Empresa V.tal, do BTG, recebeu autorização do Ministério das Comunicações, de Fábio Faria, para captar R$ 2,5 bi (Foto: Reprodução/YouTube - BTG Pactual)
Por Paulo Motoryn
Brasil de Fato
Um levantamento realizado pelo Brasil de Fato mostra que Fábio Faria, ex-ministro das Comunicações de Bolsonaro, manteve relações com o BTG Pactual enquanto esteve no cargo. O político assumiu neste mês, segundo diversos veículos da imprensa, um cargo na equipe de Relações Institucionais (o termo é um eufemismo para a prática de lobby).
Em 21 de dezembro de 2022, poucos dias antes do fim do governo Bolsonaro, a V.tal, uma empresa de telecomunicações comprada pelo BTG Pactual meses antes, recebeu autorização do Ministério das Comunicações, ainda chefiado por Faria, para captar até R$ 2,5 bilhões em recursos para projetos de telecomunicações na modalidade incentivada, com redução na cobrança do imposto de renda para investidores.
Depois da publicação desta reportagem, a assessoria de imprensa de Fábio Faria entrou em contato com o Brasil de Fato e alegou que o Ministério das Comunicações autorizou diversas outras operações similares para empresas de telecomunicações de 2020 a 2022. De acordo com informações publicadas no site da pasta, foram autorizados, durante o período, recursos na ordem de R$ 20 bilhões para projetos de investimentos em infraestrutura e pesquisas no setor de telecomunicações. A maior parte do valor vêm das debêntures incentivadas.
A autorização de Faria ao BTG contradiz o argumento do ex-ministro diante da Comissão de Ética Pública da Presidência da República (CEP), que o liberou, em sessão de dezembro do ano passado, da obrigatoriedade de quarentena de seis meses imposta a agentes públicos em casos de conflito de interesses. Criada por decreto presidencial em 1999, a Comissão de Ética Pública é responsável por analisar a conduta de servidores públicos federais e tem a prerrogativa de orientar autoridades em relação a situações que envolvam conflitos de interesses.
No processo de Faria na CEP, obtido na íntegra pela reportagem via Lei de Acesso à Informação (LAI), o ex-ministro afirmou que “não manteve relacionamento relevante com a proponente, em razão do exercício das funções”. O argumento foi aceito pelo colegiado e sequer mencionado no relatório do advogado paulista Francisco Bruno Neto, indicado à CEP por Bolsonaro, em 2020. Na sessão em que Faria obteve o aval, os sete membros da comissão tinham chegado ali por escolha do ex-presidente.

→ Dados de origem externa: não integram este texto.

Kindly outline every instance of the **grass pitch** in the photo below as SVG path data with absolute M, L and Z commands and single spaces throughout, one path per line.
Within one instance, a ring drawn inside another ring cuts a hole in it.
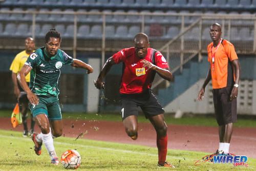
M 44 145 L 42 154 L 37 156 L 33 141 L 22 137 L 21 132 L 0 130 L 0 170 L 64 170 L 61 165 L 50 164 Z M 209 155 L 184 151 L 168 151 L 167 160 L 176 168 L 157 166 L 157 149 L 141 145 L 119 144 L 68 137 L 55 139 L 54 145 L 60 158 L 68 149 L 75 149 L 82 158 L 77 170 L 233 170 L 256 169 L 256 159 L 248 159 L 249 167 L 234 166 L 231 164 L 202 163 L 194 165 L 196 160 Z

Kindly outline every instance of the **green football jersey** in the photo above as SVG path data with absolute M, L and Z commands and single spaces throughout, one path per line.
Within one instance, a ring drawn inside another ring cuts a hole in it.
M 32 68 L 29 88 L 37 95 L 58 96 L 60 69 L 63 64 L 71 65 L 73 61 L 72 57 L 60 49 L 53 57 L 47 54 L 45 47 L 37 49 L 25 62 Z

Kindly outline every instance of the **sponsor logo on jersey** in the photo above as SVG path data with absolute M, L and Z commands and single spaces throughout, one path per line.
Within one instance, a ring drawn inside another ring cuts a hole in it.
M 37 55 L 35 53 L 32 53 L 32 54 L 30 55 L 30 58 L 31 58 L 32 60 L 35 59 L 35 58 L 37 56 Z
M 137 76 L 146 74 L 145 68 L 136 68 L 136 75 Z
M 42 64 L 41 64 L 41 65 L 39 66 L 39 67 L 45 67 L 45 66 L 46 66 L 46 65 L 44 65 L 44 63 L 42 63 Z
M 61 61 L 58 61 L 55 63 L 55 67 L 57 69 L 60 69 L 60 68 L 61 68 L 62 66 L 62 62 L 61 62 Z

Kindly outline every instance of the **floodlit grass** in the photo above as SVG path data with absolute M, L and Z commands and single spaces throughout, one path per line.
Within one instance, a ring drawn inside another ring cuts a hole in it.
M 0 130 L 0 170 L 61 170 L 60 164 L 50 163 L 46 149 L 37 156 L 33 143 L 22 133 Z M 59 158 L 68 149 L 75 149 L 82 158 L 77 170 L 169 170 L 169 168 L 157 166 L 157 149 L 141 145 L 119 144 L 94 140 L 59 137 L 54 145 Z M 202 163 L 194 165 L 195 160 L 208 155 L 205 153 L 168 149 L 167 160 L 177 170 L 252 170 L 256 169 L 256 159 L 248 159 L 249 167 L 234 166 L 231 164 Z M 173 169 L 174 170 L 174 169 Z
M 11 117 L 11 111 L 0 111 L 0 117 Z M 63 113 L 63 119 L 99 120 L 112 121 L 121 121 L 121 114 L 98 114 L 86 113 Z M 142 114 L 139 115 L 138 118 L 139 122 L 150 123 L 148 119 L 145 119 Z M 215 117 L 207 115 L 206 116 L 197 116 L 191 115 L 191 116 L 185 116 L 181 118 L 176 119 L 173 117 L 166 115 L 165 120 L 167 124 L 180 125 L 190 125 L 207 126 L 218 126 Z M 238 122 L 234 123 L 235 127 L 256 127 L 256 119 L 238 119 Z

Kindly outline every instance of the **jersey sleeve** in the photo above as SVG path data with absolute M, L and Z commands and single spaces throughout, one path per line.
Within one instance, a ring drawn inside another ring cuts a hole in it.
M 10 70 L 12 71 L 14 73 L 17 73 L 19 71 L 19 65 L 18 59 L 17 56 L 16 56 L 10 67 Z
M 161 68 L 169 68 L 168 63 L 163 55 L 157 51 L 155 54 L 155 61 L 156 65 Z
M 234 50 L 234 47 L 230 43 L 227 43 L 225 46 L 225 51 L 227 57 L 229 58 L 230 61 L 238 59 L 238 55 Z
M 73 63 L 73 62 L 74 61 L 73 58 L 68 55 L 67 53 L 66 53 L 65 52 L 63 51 L 61 51 L 63 57 L 62 58 L 62 61 L 61 61 L 65 65 L 71 65 Z
M 125 49 L 122 49 L 118 52 L 114 54 L 112 57 L 115 60 L 116 63 L 119 63 L 121 62 L 123 62 L 125 58 L 126 50 Z
M 33 69 L 36 66 L 38 62 L 39 56 L 36 52 L 34 52 L 29 55 L 29 57 L 27 59 L 25 65 L 29 66 Z

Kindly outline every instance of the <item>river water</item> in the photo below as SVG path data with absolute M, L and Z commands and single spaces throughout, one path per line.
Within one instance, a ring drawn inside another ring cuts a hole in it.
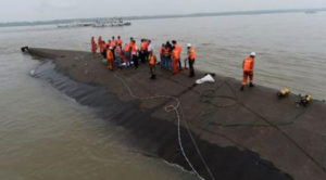
M 196 66 L 241 78 L 241 61 L 258 53 L 255 82 L 326 98 L 326 13 L 135 21 L 129 27 L 0 28 L 0 179 L 195 179 L 133 151 L 124 129 L 100 119 L 28 75 L 39 62 L 22 46 L 89 51 L 89 39 L 121 35 L 195 46 Z M 185 52 L 183 52 L 185 56 Z

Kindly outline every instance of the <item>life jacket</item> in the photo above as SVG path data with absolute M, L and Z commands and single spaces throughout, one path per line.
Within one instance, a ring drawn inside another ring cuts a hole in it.
M 251 72 L 253 69 L 253 59 L 251 56 L 243 60 L 242 68 L 244 72 Z
M 125 51 L 125 52 L 129 52 L 129 44 L 125 44 L 124 51 Z
M 150 65 L 155 65 L 155 56 L 154 55 L 150 55 L 149 59 L 148 59 L 148 63 Z
M 113 60 L 113 53 L 112 53 L 112 51 L 110 51 L 110 50 L 106 51 L 106 59 L 108 60 Z
M 195 49 L 193 48 L 190 48 L 188 50 L 188 54 L 187 54 L 188 59 L 190 60 L 195 60 L 196 59 L 196 52 L 195 52 Z

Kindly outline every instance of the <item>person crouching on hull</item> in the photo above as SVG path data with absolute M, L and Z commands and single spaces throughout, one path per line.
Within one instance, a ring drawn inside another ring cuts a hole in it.
M 246 57 L 242 62 L 243 77 L 242 77 L 242 86 L 240 88 L 241 91 L 244 90 L 244 87 L 248 81 L 248 77 L 250 79 L 249 87 L 253 87 L 254 57 L 255 57 L 255 52 L 251 52 L 250 56 Z
M 155 68 L 156 68 L 156 56 L 153 51 L 150 52 L 148 56 L 148 64 L 150 66 L 151 79 L 156 79 Z

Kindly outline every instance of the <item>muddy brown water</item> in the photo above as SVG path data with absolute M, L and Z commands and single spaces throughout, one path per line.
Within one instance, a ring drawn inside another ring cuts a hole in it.
M 180 168 L 141 155 L 124 129 L 96 116 L 48 82 L 30 77 L 38 61 L 23 44 L 88 50 L 91 35 L 153 39 L 155 49 L 177 39 L 198 51 L 203 70 L 239 77 L 241 59 L 256 51 L 256 81 L 326 97 L 325 13 L 137 21 L 122 28 L 1 28 L 0 179 L 196 179 Z M 177 30 L 175 30 L 177 29 Z

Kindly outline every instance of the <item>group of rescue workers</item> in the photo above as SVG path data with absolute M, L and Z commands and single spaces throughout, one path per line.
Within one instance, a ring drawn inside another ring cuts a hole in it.
M 156 64 L 160 64 L 162 69 L 172 70 L 173 75 L 176 75 L 178 72 L 183 70 L 181 66 L 181 46 L 177 43 L 176 40 L 173 40 L 172 43 L 167 41 L 163 43 L 160 49 L 160 63 L 158 62 L 156 55 L 154 53 L 153 46 L 151 40 L 141 39 L 140 46 L 136 44 L 136 40 L 131 37 L 128 43 L 125 43 L 123 47 L 123 40 L 120 36 L 117 39 L 113 36 L 112 39 L 109 39 L 105 42 L 102 37 L 98 38 L 98 42 L 96 42 L 95 37 L 91 37 L 91 52 L 99 52 L 103 55 L 104 59 L 108 60 L 108 68 L 113 70 L 114 67 L 123 68 L 125 67 L 135 67 L 138 68 L 139 60 L 142 64 L 148 63 L 151 73 L 151 79 L 156 78 L 155 68 Z M 251 52 L 251 54 L 246 57 L 242 62 L 242 85 L 240 90 L 243 91 L 247 86 L 248 77 L 249 77 L 249 87 L 253 87 L 253 67 L 254 67 L 254 57 L 255 52 Z M 189 77 L 195 77 L 195 64 L 196 52 L 193 47 L 190 43 L 187 43 L 187 57 L 185 60 L 185 69 L 187 69 L 187 61 L 189 64 Z

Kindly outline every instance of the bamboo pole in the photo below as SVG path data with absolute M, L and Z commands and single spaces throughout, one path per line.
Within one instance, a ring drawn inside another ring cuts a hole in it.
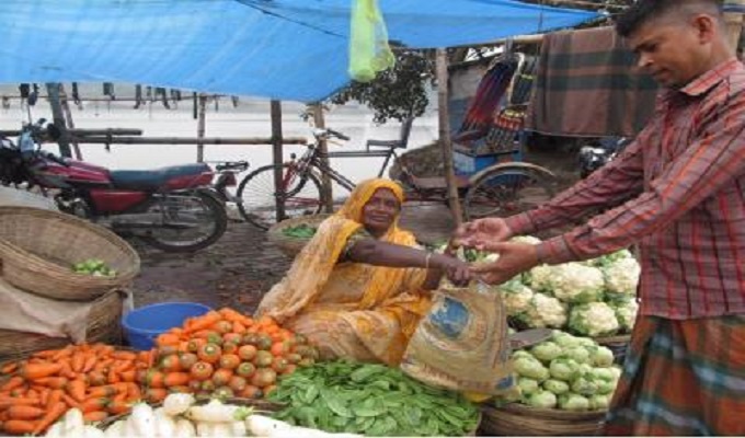
M 60 131 L 59 139 L 57 139 L 57 145 L 59 145 L 59 154 L 62 157 L 72 157 L 70 151 L 69 135 L 67 132 L 67 125 L 65 124 L 65 115 L 62 114 L 62 105 L 59 101 L 59 83 L 47 82 L 46 88 L 47 94 L 49 95 L 49 106 L 51 107 L 53 123 Z
M 443 151 L 445 164 L 445 180 L 447 182 L 447 199 L 452 212 L 456 227 L 462 223 L 462 212 L 458 200 L 458 185 L 452 166 L 452 142 L 450 141 L 450 120 L 448 116 L 448 73 L 447 50 L 437 49 L 437 114 L 439 116 L 439 147 Z
M 279 193 L 282 187 L 283 168 L 284 162 L 283 150 L 282 150 L 282 102 L 272 100 L 271 103 L 271 114 L 272 114 L 272 155 L 274 161 L 274 192 Z M 285 199 L 282 197 L 275 197 L 275 207 L 277 212 L 277 222 L 285 218 Z
M 316 127 L 319 129 L 325 128 L 323 105 L 321 103 L 314 103 L 311 105 L 311 107 L 313 110 L 313 125 L 316 125 Z M 319 141 L 318 148 L 321 151 L 321 161 L 325 165 L 329 165 L 329 143 L 325 141 L 325 139 Z M 321 172 L 321 189 L 323 191 L 322 199 L 325 201 L 323 208 L 326 212 L 332 212 L 334 210 L 334 198 L 333 192 L 331 189 L 331 177 L 329 177 L 329 174 L 325 172 Z
M 196 124 L 196 162 L 203 163 L 205 161 L 205 129 L 207 126 L 207 96 L 199 94 L 199 118 Z

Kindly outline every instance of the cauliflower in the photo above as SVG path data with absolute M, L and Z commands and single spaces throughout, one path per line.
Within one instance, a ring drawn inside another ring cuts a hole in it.
M 569 327 L 581 335 L 609 336 L 619 328 L 614 309 L 605 302 L 591 302 L 572 308 Z
M 527 273 L 524 273 L 524 281 L 530 286 L 534 291 L 550 292 L 551 291 L 551 272 L 553 266 L 539 265 Z
M 504 298 L 504 307 L 509 316 L 516 316 L 530 308 L 532 290 L 522 284 L 518 277 L 497 286 Z
M 599 301 L 605 288 L 603 272 L 580 263 L 564 263 L 551 270 L 553 296 L 568 303 Z
M 637 295 L 639 276 L 642 272 L 635 258 L 619 258 L 603 267 L 605 287 L 610 292 Z
M 633 323 L 637 321 L 637 312 L 639 312 L 639 303 L 632 296 L 616 296 L 608 303 L 616 312 L 616 319 L 620 331 L 623 333 L 631 332 Z
M 553 297 L 534 292 L 530 308 L 518 319 L 531 328 L 559 328 L 566 324 L 566 308 Z

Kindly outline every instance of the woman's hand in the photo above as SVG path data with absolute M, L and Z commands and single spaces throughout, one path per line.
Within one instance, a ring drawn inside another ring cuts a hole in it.
M 432 267 L 442 270 L 454 285 L 458 287 L 467 286 L 473 278 L 470 265 L 459 258 L 445 255 L 433 254 Z

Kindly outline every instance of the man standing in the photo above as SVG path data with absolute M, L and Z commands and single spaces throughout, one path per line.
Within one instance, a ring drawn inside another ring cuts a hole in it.
M 500 284 L 638 244 L 640 314 L 607 418 L 611 435 L 745 435 L 745 68 L 717 0 L 639 0 L 618 20 L 666 90 L 637 140 L 549 204 L 461 227 L 501 254 Z M 518 234 L 585 224 L 537 245 Z

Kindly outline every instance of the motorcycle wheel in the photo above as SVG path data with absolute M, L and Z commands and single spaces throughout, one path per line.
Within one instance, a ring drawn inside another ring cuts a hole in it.
M 186 230 L 171 230 L 161 228 L 154 230 L 149 235 L 142 235 L 144 242 L 150 246 L 170 253 L 193 252 L 205 249 L 225 234 L 228 228 L 228 215 L 225 205 L 215 195 L 205 192 L 197 192 L 190 196 L 169 196 L 175 199 L 177 207 L 169 211 L 162 211 L 161 203 L 153 203 L 148 207 L 148 212 L 164 214 L 165 220 L 190 220 L 184 218 L 184 212 L 193 214 L 198 223 L 194 228 Z M 168 203 L 169 207 L 173 207 Z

Com base em informações da agenda pública do ministro e em reportagens publicadas nos principais veículos de imprensa, o Brasil de Fato mapeou diversos encontros entre Faria e o BTG Pactual no exercício do cargo de ministro – alguns deles, de relevância inquestionável, como a autorização para emissão milionária de debêntures pela V.tal.
Outros episódios, como o caso em que Faria apresentou André Esteves, dono do BTG Pactual, ao empresário bilionário Elon Musk, e as participações, como palestrante, em eventos e conferências oficiais do banco também contrariam as alegações de Faria junto à CEP.
Relação
Em 13 de novembro de 2020, Faria participou de um reunião com economistas e investidores das principais instituições financeiras privadas do país, na sede do BTG Pactual, em São Paulo – hoje, o escritório do então ministro. Na ocasião, conheceu Iana Ferrão, economista e diretora-executiva da corretora, Cláudio Ferraz, economista-chefe, e Marcio Lins, Portfolio Manager. Os dois primeiros são, atualmente, seus colegas de trabalho.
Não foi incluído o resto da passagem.